四十七の二 これぞ、どろどろな関係

文字数 1,569文字

 無死の前足が広場をはらう。あばら家が消える。俺は舞台の下に逃げこむ。同時に破壊されて、丸太に潰される。……劉師傅の護布は物理攻撃には効果が半減する。痛いけど妖怪だからこれくらい平気だ。
 残骸から這いでる。暗紫の液体が大量に飛んでくる。おそらく毒だ。護布を体にまとう。同時に巨大な力に持ちあげられる。

「滅」
 叫びとともに掃射音。俺は地面に落ちる。護布から外を覗く。

「まだ被っていて」
 ドロシーは俺にMP5を向けていた。
「殺」

 本堂で俺の肋骨を折った抑えめの術。護布にこびりついた無死の毒液が飛ばされる。どちらも多少顔に当たったが、新月の妖怪だから余裕だ。
 彼女が俺の手を握る。立ち上がらせられる。無死のおぞましい爪が向かってくる。
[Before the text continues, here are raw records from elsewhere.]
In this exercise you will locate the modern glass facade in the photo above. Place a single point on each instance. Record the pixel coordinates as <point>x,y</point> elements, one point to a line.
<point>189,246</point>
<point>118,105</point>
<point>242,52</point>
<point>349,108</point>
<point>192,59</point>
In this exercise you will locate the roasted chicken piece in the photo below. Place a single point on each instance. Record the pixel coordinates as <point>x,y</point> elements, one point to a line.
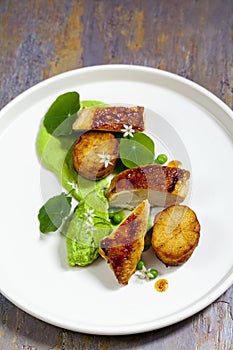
<point>161,185</point>
<point>175,234</point>
<point>95,154</point>
<point>123,247</point>
<point>110,118</point>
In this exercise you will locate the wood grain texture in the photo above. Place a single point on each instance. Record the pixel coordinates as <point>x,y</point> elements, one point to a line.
<point>194,38</point>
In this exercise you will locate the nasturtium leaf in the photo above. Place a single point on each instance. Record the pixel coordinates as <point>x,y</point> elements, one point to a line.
<point>53,212</point>
<point>60,116</point>
<point>138,150</point>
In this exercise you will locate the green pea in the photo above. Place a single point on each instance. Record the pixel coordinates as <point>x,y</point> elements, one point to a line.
<point>162,158</point>
<point>140,264</point>
<point>153,274</point>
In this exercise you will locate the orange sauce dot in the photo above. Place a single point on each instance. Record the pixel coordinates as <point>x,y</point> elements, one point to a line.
<point>161,285</point>
<point>174,164</point>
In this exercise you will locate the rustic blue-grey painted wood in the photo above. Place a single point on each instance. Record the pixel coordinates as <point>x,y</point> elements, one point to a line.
<point>193,38</point>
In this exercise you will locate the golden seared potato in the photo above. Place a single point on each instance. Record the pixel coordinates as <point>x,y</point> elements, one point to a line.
<point>175,234</point>
<point>122,249</point>
<point>95,154</point>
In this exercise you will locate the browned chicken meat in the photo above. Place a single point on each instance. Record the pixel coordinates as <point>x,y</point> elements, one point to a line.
<point>95,154</point>
<point>161,185</point>
<point>175,234</point>
<point>110,118</point>
<point>123,247</point>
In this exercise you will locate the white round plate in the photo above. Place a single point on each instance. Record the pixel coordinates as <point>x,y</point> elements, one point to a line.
<point>33,269</point>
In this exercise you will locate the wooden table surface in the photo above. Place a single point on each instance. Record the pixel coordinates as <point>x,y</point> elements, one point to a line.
<point>192,38</point>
ドロシーを引きずり逃れる。
 無死はでかいだけじゃない。小さい俺をピンポイントで狙える。俺は松本哲人なのに。

「そいつではない。龍の光を飲みこむつもりか」

 楊偉天が無死の頭上に乗る。その胸もとで、彫刻された魔物がよだれを垂らす。
 つまり無死は俺にある青龍の破片に気づき、俺を狙いだした。楊偉天が神殺の鏡の力を使おうと、なおも従っていない。その鏡に閉ざされた魔物の顔の生気が増すだけだ。
 蛮龍である貪……。楊偉天にこれ以上鏡を使わせてはいいのか?

「川田が横根さん達を連れて逃げた」
 ドロシーがつぶやく。
「リュックごとだ。スティックは不要だけど、七葉扇はあの中?」

 指揮棒は俺が壊して、扇は思玲に戻った。手もとには独鈷杵とリミットの取れたMP5。充分だけど無死相手では厳しい。
 楊偉天が至近から朱色の術を喰らわせても、不死身の無死は悶えもしない。青龍と俺を交互に見るだけだ。

――たくみ君! あのジジイみたいに私に乗って

 龍が吠える。あらためて無死が夏奈をターゲットに決める。空中の龍へと浮遊していく。
 龍が無死を尾ではらい、頭を地面に下げる。
 藤川匠が龍へと駆けだす……。

ふざけんな!

 嫉妬が忿怒に変わる。

「ドロシー、誅だ! 援護しろ」
 彼女にすっぽり護布をかけ、俺も駆けだす。

ヘヘヘ

 人への邪気のこもった笑い。彼女こそこっちの世界の存在だ。

「誅」

 藤川匠へと人除けの銃弾を乱れ撃つ。獣人が盾になる。ドロシーが手早く弾倉に息を吹きかける。

「滅」

 リミットがはずれた術。強烈だが精度が落ちた。獣人が倒れるが、俺にも当たる。妖怪だろうがかなり痛い。

――もうゆるさね!

 龍が激怒する。雷がドロシーに直撃する。
 緋色のサテンが守ると信じ、俺は夏奈へと走る。釘を踏んだが気にしない。

「誅」

 藤川匠へと、また紅色の術が飛び交う。奴は剣で防戦一方。足止めされている。

「夏奈! 俺を乗せて! 俺と一緒に無死を倒そう」
 龍のひげに飛びつく。

――乗せるわけねーだろ。あの女に乗ってろ。エロカス

 巨大な力におもいきりはらわれて、林の向こうまで飛ばされる。

 ***

 樹木を折り、岩にぶつかり、バウンドして転がる。また沢に落ちる。……今度は枯れ沢だ。体中が打ち身だ。妖怪でなければ即死だったぞ。
 新月の力がうずき、体が回復していく。俺はまだまだイケる。足に刺さった錆びた五寸釘を抜く。いまは妖怪だから破傷風の心配は多分なし――。
 新月の空を巨大な影がさらに暗くした。

――大丈夫?

 夏奈の声は不安げだ。俺を心配して来てくれた。

――平気っぽいね。じゃあ私はたくみ君を助けに行くから

 もうかよ。それに、それはドロシーを倒しに行く意味。

「へ、平気じゃない」呼び止めろ。「俺を乗せろ!」

 コンテナ車ほどもある龍の顔がのぞく。須臾を経て、龍が頭を降ろす。

「ははは、泥だらけだ」
 夏奈の笑い声。「一緒に帰ろう」

 ……捨てられた村でなく、本来の世界へな。
 俺は巨大な頭によじ登る。龍が浮遊する。楊偉天を乗せた無死が待ちかまえていた。